How to do cumulative unique count with R and dplyr
Couple of days ago I had to find a way to visualize in R cumulative number of unique customers over period of time. Having data with dates and customer ids ready I felt pretty confident that I will finish the task in seconds and most of the time will be eaten by loading tidyverse package. Damn I could have felt the coffee break LOOMING behind my screen.
Little did I know back then but apparently there is no function yet to do just that one task. I am always a bit shocked or/and sad when I am not able to do a task with purrr dplyr and this seemed like a case.

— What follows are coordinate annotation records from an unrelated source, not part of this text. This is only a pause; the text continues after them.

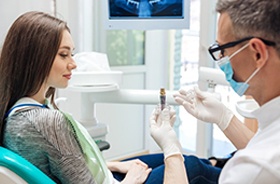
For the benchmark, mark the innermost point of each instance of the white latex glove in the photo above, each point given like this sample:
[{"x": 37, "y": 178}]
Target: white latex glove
[
  {"x": 161, "y": 129},
  {"x": 204, "y": 106}
]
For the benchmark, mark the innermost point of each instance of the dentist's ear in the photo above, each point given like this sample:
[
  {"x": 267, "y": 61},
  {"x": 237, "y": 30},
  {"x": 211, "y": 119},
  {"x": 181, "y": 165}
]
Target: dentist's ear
[{"x": 260, "y": 52}]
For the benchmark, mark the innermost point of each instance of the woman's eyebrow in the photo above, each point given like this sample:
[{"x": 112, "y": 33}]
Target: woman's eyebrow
[{"x": 66, "y": 47}]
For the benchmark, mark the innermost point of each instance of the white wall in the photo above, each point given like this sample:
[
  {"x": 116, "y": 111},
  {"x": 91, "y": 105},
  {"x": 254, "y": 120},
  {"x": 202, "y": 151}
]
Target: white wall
[{"x": 11, "y": 9}]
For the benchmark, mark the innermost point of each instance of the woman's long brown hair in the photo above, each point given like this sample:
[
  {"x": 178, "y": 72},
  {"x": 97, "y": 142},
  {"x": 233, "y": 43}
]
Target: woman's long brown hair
[{"x": 26, "y": 58}]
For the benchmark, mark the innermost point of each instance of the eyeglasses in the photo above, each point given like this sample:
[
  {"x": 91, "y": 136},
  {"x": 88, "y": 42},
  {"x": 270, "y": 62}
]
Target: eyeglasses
[{"x": 217, "y": 51}]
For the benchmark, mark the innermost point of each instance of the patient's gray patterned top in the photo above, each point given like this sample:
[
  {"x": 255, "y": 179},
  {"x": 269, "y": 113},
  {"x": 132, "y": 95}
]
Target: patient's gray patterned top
[{"x": 44, "y": 138}]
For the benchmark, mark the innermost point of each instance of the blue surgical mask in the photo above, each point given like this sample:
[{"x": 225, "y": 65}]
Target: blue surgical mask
[{"x": 224, "y": 64}]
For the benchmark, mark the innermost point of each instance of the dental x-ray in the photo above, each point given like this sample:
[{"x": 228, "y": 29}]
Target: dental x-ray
[{"x": 146, "y": 8}]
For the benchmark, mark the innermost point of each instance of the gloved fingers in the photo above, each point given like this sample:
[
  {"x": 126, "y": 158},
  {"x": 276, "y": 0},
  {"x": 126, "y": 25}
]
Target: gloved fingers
[
  {"x": 172, "y": 120},
  {"x": 200, "y": 94},
  {"x": 190, "y": 108},
  {"x": 165, "y": 114},
  {"x": 184, "y": 95}
]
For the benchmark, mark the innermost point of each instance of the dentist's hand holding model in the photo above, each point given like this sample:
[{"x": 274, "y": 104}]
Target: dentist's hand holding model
[{"x": 161, "y": 129}]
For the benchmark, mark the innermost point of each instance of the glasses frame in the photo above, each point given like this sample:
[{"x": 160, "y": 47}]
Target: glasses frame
[{"x": 216, "y": 47}]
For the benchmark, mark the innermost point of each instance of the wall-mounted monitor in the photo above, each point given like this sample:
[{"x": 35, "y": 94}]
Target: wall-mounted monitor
[{"x": 146, "y": 14}]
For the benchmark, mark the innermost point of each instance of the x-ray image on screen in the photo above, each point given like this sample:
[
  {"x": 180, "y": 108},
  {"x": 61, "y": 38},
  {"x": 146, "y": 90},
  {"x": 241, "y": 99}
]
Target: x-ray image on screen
[{"x": 146, "y": 8}]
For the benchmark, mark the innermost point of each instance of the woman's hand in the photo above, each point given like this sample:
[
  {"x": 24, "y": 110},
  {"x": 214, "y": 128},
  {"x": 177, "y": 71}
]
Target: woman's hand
[
  {"x": 124, "y": 166},
  {"x": 137, "y": 174}
]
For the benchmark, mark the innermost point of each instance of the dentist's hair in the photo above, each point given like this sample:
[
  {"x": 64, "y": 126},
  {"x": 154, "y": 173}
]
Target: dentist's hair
[
  {"x": 259, "y": 18},
  {"x": 26, "y": 58}
]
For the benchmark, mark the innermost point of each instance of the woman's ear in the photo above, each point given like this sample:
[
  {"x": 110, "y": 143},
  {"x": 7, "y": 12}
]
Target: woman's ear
[{"x": 260, "y": 51}]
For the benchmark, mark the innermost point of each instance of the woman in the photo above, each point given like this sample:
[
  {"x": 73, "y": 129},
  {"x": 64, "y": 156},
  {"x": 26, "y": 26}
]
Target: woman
[{"x": 36, "y": 58}]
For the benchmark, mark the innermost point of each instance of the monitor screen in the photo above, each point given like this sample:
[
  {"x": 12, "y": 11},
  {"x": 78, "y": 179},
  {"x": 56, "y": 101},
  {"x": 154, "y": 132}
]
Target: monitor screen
[{"x": 147, "y": 14}]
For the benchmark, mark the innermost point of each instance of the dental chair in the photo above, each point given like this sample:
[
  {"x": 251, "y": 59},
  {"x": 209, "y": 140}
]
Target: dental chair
[{"x": 14, "y": 169}]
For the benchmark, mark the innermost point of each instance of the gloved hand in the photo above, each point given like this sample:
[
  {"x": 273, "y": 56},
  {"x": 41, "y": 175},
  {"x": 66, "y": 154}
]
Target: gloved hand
[
  {"x": 204, "y": 106},
  {"x": 161, "y": 129}
]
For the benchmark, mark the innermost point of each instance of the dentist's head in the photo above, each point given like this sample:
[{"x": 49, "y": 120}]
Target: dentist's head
[{"x": 247, "y": 47}]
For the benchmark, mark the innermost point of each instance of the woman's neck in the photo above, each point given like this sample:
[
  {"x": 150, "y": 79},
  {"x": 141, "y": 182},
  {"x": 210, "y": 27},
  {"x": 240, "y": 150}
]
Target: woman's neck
[{"x": 40, "y": 96}]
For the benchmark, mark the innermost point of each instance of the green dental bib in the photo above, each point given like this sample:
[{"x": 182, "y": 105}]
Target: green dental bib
[{"x": 92, "y": 154}]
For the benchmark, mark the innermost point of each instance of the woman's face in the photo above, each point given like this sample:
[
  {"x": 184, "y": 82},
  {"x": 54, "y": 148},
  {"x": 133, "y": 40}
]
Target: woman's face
[{"x": 63, "y": 63}]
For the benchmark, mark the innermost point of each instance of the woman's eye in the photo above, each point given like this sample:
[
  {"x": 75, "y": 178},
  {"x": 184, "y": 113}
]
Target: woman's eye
[{"x": 63, "y": 55}]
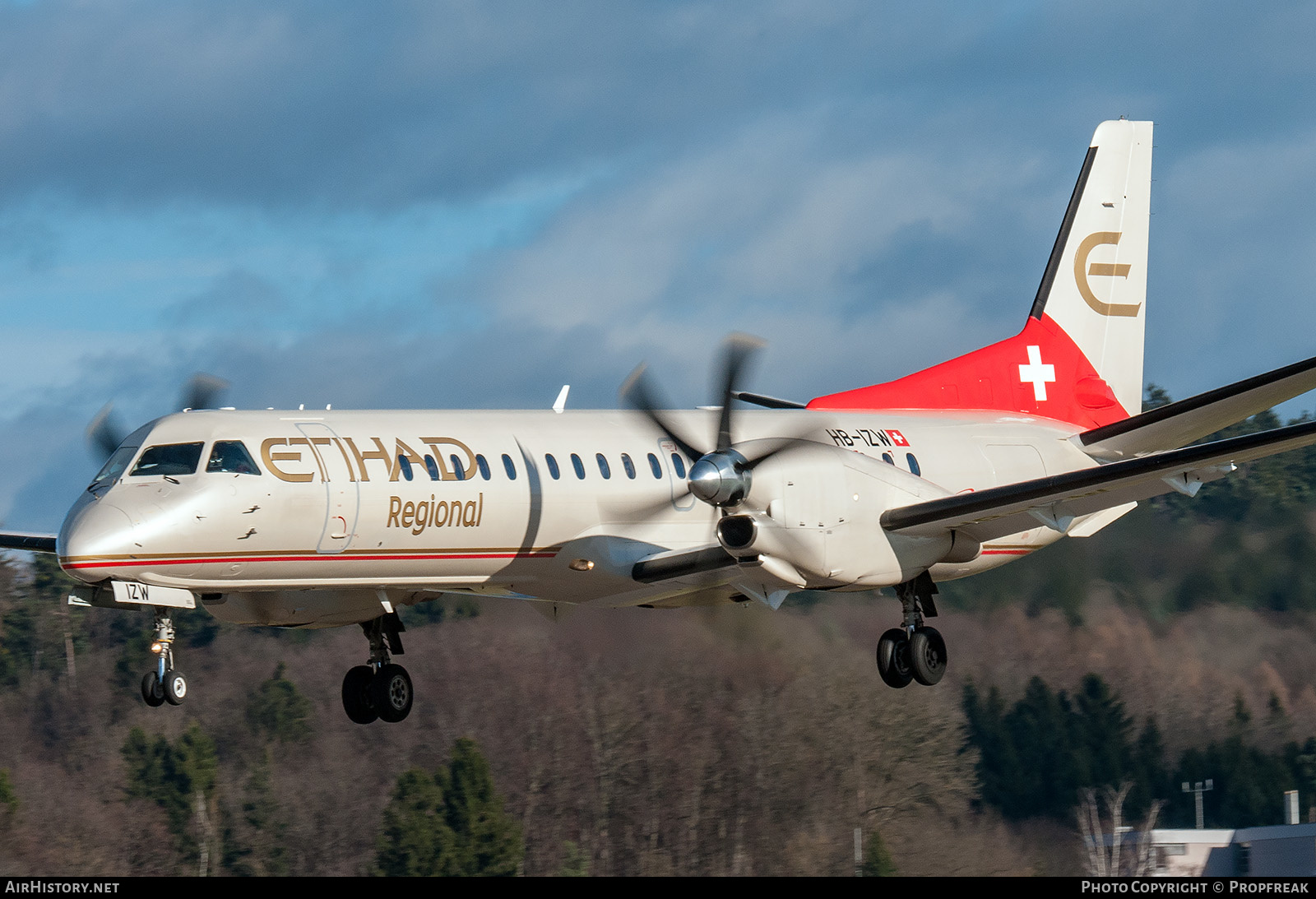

So checked cumstats…. none.
Maybe TTR?…… none.
…Plyr?
DataTable? Probably, but I want to keep code sort of in one format.
All of a sudden instead LOOMING break I was facing a danger of me LOOPING the data. Which is dreadful.
I searched and then I searched, then I tried some things and then tried some more. At the end of the day (not literally, it did not take me so much time…) I got result which satisfied my needs:
This is the solution with minimal example:
suppressPackageStartupMessages(library(tidyverse))
df <- tibble(
item = c(1,2,3,4,5,6,1,2,3,7,4,8,9),
day = c(1,1,1,1,1,1,2,2,2,2,3,3,3)
)
df
## # A tibble: 13 x 2
## item day
## <dbl> <dbl>
## 1 1 1
## 2 2 1
## 3 3 1
## 4 4 1
## 5 5 1
## 6 6 1
## 7 1 2
## 8 2 2
## 9 3 2
## 10 7 2
## 11 4 3
## 12 8 3
## 13 9 3
Dataset has date-alike column (day number) and unique item id which we want to accumulate, first we need to group-nest ids over date (I have no clue how well or badly it scales…).
suppressPackageStartupMessages(library(tidyverse))
stage <- df %>%
group_by(day) %>%
summarise(item = list(unique(item)))
stage
## # A tibble: 3 x 2
## day item
## <dbl> <list>
## 1 1 <dbl [6]>
## 2 2 <dbl [4]>
## 3 3 <dbl [3]>
Then map function written below…
cumulative_n_distinct = function(x){
require(purrr)
require(dplyr)
y <- x %>%
accumulate(append) %>%
map(.,n_distinct) %>%
as.numeric
return(y)
}
..to our nested dataset:
stage %>%
mutate(n_uniqe_cum = cumulative_n_distinct(item)) %>%
select(day, n_uniqe_cum)
## # A tibble: 3 x 2
## day n_uniqe_cum
## <dbl> <dbl>
## 1 1 6
## 2 2 7
## 3 3 9
Voila!
Take in mind that this example is quite minimal and my task also wasn’t including very big dataset (around 1000 customers). Still feel free to copy-paste, leave a comment or maybe improve the solution!
Cheers